4.11.23

Morte e ressurreição

Ontem morri e quando cheguei ao céu - sou daqueles que vão directamente para o Paraíso, não preciso sequer de passar pelo purgatório - Deus disse-me:
- Desculpa. Estou desolado. Houve uma avaria informática e não consigo abrir-te os portões. Tens de voltar à Terra e quando eu tiver isto reparado chamo-te outra vez. Em troca, para te compensar da maçada, devolvo-te à vida. Vais é acordar no meio do velório, mas espero que não te importes.
- Não me importo nada, meu Deus. Aliás até vou gostar de ver algumas caras.

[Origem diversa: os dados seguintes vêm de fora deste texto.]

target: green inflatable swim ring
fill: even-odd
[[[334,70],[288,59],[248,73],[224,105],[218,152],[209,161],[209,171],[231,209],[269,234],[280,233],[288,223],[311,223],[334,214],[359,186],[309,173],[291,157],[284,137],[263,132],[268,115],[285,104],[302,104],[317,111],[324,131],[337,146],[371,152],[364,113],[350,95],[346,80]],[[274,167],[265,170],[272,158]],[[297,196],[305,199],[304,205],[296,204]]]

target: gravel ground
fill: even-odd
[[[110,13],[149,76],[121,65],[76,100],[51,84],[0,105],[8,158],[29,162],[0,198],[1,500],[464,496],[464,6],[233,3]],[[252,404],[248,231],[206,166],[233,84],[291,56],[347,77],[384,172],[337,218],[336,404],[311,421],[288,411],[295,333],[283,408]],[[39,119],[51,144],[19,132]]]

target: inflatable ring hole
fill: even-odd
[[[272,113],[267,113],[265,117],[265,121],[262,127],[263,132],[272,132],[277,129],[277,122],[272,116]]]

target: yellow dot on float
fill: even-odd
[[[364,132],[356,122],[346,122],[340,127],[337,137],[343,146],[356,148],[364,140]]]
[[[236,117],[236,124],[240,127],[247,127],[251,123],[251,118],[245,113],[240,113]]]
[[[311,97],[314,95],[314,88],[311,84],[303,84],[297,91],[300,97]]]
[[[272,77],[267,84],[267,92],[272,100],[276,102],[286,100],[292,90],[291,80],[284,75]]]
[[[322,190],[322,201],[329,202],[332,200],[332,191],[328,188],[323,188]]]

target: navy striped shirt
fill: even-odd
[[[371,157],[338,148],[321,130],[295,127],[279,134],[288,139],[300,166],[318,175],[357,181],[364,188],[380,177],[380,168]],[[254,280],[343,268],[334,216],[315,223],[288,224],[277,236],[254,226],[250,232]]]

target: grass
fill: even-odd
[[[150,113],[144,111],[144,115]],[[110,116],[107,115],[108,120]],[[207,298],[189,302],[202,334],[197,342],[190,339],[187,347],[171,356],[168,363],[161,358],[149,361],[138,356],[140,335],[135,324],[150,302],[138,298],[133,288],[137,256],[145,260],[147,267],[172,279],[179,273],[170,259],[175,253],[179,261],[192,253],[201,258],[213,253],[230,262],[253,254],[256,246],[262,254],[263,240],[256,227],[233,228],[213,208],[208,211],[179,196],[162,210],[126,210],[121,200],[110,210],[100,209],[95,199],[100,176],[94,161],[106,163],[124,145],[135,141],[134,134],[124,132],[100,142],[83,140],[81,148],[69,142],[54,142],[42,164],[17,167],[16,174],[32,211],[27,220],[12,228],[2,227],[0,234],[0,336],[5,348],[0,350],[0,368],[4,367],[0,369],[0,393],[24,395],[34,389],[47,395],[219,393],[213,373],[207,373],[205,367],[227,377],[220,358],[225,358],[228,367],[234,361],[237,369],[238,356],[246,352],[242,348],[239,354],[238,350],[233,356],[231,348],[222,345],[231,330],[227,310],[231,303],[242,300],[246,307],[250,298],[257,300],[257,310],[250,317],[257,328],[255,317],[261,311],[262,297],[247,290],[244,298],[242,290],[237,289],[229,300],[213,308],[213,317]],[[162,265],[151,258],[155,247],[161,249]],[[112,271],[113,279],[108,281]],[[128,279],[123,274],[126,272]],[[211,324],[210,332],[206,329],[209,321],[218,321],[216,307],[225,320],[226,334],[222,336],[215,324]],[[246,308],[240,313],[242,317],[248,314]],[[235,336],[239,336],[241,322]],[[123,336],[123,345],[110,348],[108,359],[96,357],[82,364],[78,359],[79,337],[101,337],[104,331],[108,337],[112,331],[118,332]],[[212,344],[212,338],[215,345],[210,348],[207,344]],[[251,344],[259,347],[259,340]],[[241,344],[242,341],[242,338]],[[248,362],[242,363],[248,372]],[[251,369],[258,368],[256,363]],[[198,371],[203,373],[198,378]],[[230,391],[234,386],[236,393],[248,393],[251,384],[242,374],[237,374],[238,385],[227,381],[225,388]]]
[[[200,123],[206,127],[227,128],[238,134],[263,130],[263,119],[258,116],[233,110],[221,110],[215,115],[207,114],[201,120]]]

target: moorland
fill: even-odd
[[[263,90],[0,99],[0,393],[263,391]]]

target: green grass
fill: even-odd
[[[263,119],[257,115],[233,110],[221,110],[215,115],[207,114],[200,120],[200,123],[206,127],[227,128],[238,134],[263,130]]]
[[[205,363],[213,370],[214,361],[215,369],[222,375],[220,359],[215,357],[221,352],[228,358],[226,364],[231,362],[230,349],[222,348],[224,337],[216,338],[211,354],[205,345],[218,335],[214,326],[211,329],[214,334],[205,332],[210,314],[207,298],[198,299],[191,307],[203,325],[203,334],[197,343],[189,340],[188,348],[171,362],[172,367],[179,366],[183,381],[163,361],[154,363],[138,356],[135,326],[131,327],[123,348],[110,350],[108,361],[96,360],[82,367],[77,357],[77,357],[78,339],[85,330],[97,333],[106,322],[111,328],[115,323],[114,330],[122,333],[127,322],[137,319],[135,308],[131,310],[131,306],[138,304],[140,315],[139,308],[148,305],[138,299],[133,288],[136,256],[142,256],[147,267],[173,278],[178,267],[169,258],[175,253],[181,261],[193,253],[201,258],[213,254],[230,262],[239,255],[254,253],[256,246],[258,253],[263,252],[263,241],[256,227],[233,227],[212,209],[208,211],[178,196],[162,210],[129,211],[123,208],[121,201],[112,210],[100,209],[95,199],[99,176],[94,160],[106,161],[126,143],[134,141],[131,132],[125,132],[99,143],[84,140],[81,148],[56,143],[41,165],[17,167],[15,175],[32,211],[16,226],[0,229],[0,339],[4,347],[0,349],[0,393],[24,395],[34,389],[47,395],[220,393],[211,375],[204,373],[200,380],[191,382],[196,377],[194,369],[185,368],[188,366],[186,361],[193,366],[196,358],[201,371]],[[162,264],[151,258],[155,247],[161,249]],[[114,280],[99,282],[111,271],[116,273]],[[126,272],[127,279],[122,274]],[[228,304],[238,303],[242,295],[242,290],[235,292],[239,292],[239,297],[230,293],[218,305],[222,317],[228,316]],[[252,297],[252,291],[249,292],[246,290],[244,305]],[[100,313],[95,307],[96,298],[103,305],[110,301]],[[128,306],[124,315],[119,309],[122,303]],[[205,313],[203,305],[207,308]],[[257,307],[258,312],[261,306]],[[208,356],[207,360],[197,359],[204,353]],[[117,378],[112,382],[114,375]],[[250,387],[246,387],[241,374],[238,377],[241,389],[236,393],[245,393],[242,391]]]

Só espero que a avaria demore pouco tempo a ser reparada, porque estou um bocado farto daquilo lá em baixo.

Ressuscitar em plena igreja de S. Domingos de Rana a meio da tarde, cheia de gente, foi esplêndido. Quem falava era o T., o que é compreensível: é o meu mais antigo amigo. Estava a falar do meu complexo de S. Bernardo, da minha dificuldade em não desrespeitar «a minha palavra», dos problemas todos em que isso me tinha metido, da minha impulsividade. Sei lá, um ror de coisas. Sei que fiquei ali a ouvi-lo imóvel, olhos fechados, mãos cruzadas na barriga. Só me manifestei quando ele acabou: sentei-me e comecei a bater palmas.
- Obrigado, T.! - Sempre falei muito alto (deve ser por isso que fiquei surdo muito cedo) mas desta vez gritei. - Obrigado, T.! 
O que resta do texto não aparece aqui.